Nanotechnology's applications in drug formulation and delivery are well-established, but what about in consumer products? That's where the industry is headed, and that's why it'll eventually eclipse biotech in size and profitability, according to Liquidia Technologies CEO Neal Fowler.
Speaking at last week's Nanotech Commercialization Conference in North Carolina, Fowler said his company's proprietary nanoparticle manufacturing tech has applications far beyond medicine. The company has a partnership with Procter & Gamble ($PG), aiming to branch out into consumer products.
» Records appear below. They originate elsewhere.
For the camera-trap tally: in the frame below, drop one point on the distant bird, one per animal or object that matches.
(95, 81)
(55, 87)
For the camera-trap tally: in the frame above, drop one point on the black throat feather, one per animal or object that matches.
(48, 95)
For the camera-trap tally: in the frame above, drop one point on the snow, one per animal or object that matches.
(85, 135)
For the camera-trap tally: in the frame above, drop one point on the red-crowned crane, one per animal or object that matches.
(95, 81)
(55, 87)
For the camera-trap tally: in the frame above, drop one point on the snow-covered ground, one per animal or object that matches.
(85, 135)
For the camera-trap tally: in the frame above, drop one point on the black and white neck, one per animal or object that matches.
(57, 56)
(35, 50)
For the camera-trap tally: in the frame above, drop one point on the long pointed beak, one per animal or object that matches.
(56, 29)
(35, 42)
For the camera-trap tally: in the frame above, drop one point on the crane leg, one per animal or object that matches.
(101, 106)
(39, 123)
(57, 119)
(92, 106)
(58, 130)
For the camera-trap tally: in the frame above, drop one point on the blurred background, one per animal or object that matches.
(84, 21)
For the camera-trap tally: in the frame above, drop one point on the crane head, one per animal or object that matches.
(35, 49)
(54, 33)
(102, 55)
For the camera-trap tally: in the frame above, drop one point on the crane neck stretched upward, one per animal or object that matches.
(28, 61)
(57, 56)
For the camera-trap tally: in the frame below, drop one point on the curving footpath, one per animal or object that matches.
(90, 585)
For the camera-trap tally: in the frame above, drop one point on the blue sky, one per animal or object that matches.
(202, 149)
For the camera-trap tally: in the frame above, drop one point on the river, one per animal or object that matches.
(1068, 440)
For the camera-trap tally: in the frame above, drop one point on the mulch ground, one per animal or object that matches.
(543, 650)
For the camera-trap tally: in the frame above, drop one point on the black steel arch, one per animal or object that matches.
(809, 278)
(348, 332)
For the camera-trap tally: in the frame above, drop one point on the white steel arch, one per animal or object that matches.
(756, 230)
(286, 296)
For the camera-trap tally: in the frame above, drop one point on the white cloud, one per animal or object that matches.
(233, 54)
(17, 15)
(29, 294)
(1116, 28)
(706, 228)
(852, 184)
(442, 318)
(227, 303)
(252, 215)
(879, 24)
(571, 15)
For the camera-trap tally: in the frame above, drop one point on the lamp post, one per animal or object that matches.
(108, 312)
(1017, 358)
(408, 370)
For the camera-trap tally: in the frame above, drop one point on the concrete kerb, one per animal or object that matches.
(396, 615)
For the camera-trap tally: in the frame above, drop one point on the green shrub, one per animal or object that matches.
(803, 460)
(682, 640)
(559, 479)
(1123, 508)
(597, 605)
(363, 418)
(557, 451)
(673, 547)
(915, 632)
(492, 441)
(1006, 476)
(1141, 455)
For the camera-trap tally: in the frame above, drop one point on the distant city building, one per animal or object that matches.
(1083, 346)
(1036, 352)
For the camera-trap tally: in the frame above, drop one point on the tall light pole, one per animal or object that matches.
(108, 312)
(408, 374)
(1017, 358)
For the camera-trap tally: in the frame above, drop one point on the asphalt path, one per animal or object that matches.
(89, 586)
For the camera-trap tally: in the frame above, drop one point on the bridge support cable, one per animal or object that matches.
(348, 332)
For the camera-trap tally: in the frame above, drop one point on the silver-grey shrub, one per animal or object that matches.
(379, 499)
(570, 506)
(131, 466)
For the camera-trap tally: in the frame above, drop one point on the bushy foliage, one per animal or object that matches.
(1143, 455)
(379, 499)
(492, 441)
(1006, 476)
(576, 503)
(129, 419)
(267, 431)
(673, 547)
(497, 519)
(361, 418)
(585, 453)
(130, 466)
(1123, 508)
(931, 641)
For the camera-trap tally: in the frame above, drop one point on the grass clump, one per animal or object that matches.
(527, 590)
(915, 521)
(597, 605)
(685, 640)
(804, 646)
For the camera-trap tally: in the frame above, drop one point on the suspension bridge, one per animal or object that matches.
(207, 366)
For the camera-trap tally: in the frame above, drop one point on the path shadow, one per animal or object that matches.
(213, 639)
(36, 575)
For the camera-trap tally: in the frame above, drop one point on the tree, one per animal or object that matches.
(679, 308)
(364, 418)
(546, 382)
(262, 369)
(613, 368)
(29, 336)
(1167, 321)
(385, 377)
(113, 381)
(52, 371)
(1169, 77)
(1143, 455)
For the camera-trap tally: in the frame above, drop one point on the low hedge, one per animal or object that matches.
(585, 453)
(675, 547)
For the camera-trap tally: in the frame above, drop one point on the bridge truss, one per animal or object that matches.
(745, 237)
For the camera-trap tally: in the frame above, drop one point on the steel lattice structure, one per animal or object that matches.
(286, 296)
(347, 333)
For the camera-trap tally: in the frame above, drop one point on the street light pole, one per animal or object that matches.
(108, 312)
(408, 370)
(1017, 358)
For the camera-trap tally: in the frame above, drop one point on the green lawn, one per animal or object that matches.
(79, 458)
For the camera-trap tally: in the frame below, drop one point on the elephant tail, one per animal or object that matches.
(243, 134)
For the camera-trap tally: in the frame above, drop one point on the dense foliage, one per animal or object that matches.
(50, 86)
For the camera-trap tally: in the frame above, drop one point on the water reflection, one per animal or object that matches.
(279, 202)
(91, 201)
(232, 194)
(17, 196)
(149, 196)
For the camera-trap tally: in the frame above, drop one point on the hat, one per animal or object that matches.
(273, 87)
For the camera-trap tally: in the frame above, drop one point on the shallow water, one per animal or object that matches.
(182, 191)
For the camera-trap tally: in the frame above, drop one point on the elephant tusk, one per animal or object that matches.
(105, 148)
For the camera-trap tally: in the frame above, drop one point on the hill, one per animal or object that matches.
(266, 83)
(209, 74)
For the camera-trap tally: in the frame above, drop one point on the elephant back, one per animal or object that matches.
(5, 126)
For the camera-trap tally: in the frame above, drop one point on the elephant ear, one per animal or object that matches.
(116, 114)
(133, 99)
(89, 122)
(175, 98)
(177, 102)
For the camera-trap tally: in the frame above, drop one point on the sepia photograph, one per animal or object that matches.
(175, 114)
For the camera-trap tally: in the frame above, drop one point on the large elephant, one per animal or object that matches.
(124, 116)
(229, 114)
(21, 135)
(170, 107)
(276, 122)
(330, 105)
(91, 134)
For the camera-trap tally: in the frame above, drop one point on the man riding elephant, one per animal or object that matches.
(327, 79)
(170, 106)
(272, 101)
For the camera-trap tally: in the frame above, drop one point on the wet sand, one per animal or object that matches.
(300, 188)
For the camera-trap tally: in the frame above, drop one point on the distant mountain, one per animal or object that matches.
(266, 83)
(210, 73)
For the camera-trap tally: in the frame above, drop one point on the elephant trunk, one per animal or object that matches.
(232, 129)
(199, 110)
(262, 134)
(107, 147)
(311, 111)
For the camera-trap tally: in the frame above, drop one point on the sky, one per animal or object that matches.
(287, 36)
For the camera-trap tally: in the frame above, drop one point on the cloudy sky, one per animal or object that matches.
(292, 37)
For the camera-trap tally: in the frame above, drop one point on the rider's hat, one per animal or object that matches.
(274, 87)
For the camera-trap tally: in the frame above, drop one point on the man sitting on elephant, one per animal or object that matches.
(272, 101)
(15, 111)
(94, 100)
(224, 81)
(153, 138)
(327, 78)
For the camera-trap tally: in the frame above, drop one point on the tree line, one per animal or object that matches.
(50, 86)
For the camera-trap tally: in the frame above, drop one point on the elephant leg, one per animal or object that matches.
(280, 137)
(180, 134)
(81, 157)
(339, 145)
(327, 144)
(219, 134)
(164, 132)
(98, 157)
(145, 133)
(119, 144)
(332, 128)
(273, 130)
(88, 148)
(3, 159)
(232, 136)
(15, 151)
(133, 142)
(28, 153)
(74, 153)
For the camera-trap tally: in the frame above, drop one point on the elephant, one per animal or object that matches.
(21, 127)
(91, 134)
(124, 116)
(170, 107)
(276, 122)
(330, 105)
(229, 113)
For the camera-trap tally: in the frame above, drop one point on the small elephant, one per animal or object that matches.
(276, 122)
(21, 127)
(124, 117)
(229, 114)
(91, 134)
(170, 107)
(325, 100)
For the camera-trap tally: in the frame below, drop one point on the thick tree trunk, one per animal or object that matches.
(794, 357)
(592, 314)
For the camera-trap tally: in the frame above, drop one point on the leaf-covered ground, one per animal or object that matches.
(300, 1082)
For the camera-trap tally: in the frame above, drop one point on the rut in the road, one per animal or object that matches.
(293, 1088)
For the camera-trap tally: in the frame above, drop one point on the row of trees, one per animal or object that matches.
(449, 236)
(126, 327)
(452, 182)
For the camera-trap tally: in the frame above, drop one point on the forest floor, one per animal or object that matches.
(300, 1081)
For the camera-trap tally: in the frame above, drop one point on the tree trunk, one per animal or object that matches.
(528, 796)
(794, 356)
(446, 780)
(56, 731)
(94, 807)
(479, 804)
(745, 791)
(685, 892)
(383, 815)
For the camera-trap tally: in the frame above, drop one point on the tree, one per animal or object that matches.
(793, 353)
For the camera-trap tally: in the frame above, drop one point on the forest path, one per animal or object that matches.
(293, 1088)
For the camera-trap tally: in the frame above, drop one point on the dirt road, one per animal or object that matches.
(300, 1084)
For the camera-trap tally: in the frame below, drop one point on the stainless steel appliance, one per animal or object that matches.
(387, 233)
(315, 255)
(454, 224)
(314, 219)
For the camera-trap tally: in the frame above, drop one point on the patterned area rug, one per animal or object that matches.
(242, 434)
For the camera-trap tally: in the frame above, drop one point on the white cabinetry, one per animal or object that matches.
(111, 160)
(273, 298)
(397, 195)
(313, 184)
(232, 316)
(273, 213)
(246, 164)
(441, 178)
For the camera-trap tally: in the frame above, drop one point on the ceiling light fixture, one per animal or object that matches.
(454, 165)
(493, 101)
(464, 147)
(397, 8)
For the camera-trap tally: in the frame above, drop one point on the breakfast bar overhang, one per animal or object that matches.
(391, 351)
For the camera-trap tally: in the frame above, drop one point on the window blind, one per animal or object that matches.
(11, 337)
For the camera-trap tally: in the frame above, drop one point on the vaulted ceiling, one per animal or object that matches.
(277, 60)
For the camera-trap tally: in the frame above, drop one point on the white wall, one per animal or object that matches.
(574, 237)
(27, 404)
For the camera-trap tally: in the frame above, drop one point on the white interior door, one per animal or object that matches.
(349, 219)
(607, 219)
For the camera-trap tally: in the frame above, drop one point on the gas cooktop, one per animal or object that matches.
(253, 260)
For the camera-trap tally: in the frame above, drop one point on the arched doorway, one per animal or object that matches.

Fowler said a huge market is waiting for nanotech companies; it's just a matter of harnessing the field's potential into practical uses.
"Our challenge going forward is, our opportunity will be, how to pace those events to get the technology (going) faster and faster," Fowler said at the conference, as quoted by The Herald-Sun of Durham, NC. "(We) had to go through three or four years of understanding what we have on our hands. (We're) now figuring out how to unleash it."
Charles Hamner, chairman of the nonprofit research outfit Hamner Institutes for Health Sciences, said new applications for nanotech are in their infancy. However, with some goading and incentivizing from the government, the field can move from the innovation stage to the growth stage. Then there's nothing to stop nanotechnology from outpacing biotechnology, Hamner said.
Liquidia's bread and butter is in next-gen vaccine formulation, and the company got $10 million in backing from the Bill & Melinda Gates Foundation to fund that work. Fowler said the company remains focused on vaccine development, but the possibilities are endless with its nanotech platform, including diagnostics, solar panels, building materials and consumer products. "The world is full of particles," he pointed out.